Voy a votar por Horacio Rodríguez Larreta por varias razones. Primero, porque sigue creyendo que la buena gestión es lo más importante que tiene por delante un gobernante a la hora de honrar su compromiso con quienes lo eligieron. Se trata de hacerlo bien. De nada sirve ninguna ideología o marco narrativo si se gestiona mal. Se trata de cambiar las cosas sin romperlo todo en el intento. Sé que algunos desacreditan la gestión como si se tratara de algo menor. Yo pienso que no es así. La gestión es prácticamente todo. Administrar bien los recursos del Estado es extraordinariamente complejo. Hay que saber. No alcanza con haber gestionado bien un ministerio. La experiencia de la administración en su conjunto es importante y decisiva.

Otro elemento que juega a favor de Larreta y del espacio que representa dentro del PRO y de Juntos por el Cambio es que no comparte los prejuicios políticos o ideológicos de sus adversarios internos. Tiene la capacidad necesaria para sentarse a conversar con todos. Algunos ven en esto un defecto. Yo veo ahí una ventaja. Es más inteligente el que conversa con los que piensan diferente que aquellos que se encierran en su burbuja de auto-confirmación y autosuficiencia. Gobernar es gestionar pero también es dialogar. Cuando escucho o leo a algunos de los nuestros rechazar el diálogo como si fuera un anatema, siento escalofríos. Si no es dialogando, ¿cómo imaginan gobernar?

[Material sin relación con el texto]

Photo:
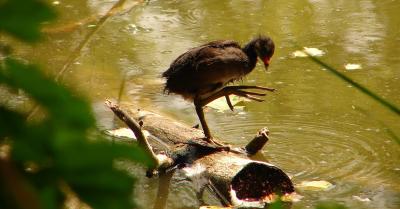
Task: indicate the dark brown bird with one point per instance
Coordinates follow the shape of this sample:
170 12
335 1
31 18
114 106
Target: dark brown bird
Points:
202 73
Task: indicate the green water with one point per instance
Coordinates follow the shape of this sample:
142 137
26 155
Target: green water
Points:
317 130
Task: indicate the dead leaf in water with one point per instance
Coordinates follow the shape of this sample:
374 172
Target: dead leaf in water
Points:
315 185
121 132
221 105
314 52
350 66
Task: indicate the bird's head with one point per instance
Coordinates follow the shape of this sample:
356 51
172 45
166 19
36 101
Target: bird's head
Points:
265 48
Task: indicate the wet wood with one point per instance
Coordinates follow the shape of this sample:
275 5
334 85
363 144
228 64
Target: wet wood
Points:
227 171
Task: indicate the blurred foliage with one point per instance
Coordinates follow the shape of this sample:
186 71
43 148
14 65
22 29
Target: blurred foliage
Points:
44 161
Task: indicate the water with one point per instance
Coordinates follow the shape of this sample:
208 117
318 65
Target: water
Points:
317 129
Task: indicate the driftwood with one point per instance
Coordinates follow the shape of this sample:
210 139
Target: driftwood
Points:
228 172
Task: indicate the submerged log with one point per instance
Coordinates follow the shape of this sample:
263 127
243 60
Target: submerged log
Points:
228 172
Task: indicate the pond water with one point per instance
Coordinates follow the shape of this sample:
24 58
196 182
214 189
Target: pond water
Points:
321 128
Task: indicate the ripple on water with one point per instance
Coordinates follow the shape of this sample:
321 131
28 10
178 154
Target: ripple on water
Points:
317 148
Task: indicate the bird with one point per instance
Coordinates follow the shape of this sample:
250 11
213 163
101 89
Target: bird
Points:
203 74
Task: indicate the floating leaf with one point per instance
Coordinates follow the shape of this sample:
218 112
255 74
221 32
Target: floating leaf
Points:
315 185
221 105
361 199
213 207
350 66
314 52
121 132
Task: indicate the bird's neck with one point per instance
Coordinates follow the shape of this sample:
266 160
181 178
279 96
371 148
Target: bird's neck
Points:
251 53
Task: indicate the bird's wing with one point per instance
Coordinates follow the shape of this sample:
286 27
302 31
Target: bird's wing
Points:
206 54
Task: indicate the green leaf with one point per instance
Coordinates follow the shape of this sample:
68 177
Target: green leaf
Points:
330 205
358 86
22 18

Sé que existen muchas personas honestas que piensan que no se debe hablar con los que no piensan como nosotros. Perciben en quienes lo proponen ingenuidad y candidez, en el mejor de los casos. O traición y mala fe, en el peor. Y enumeran sus motivos, como si el hecho de sentarse a conversar pudiera significar en sí mismo una abdicación de valores, principios o convicciones. Afortunadamente, Larreta no piensa así y éste es, para mí, otro punto a su favor. Podemos destinar los próximos 40 años a repetirnos a nosotros mismos lo malos que han sido todos los demás. El problema es que seguiremos estando igual sin que nada haya cambiado.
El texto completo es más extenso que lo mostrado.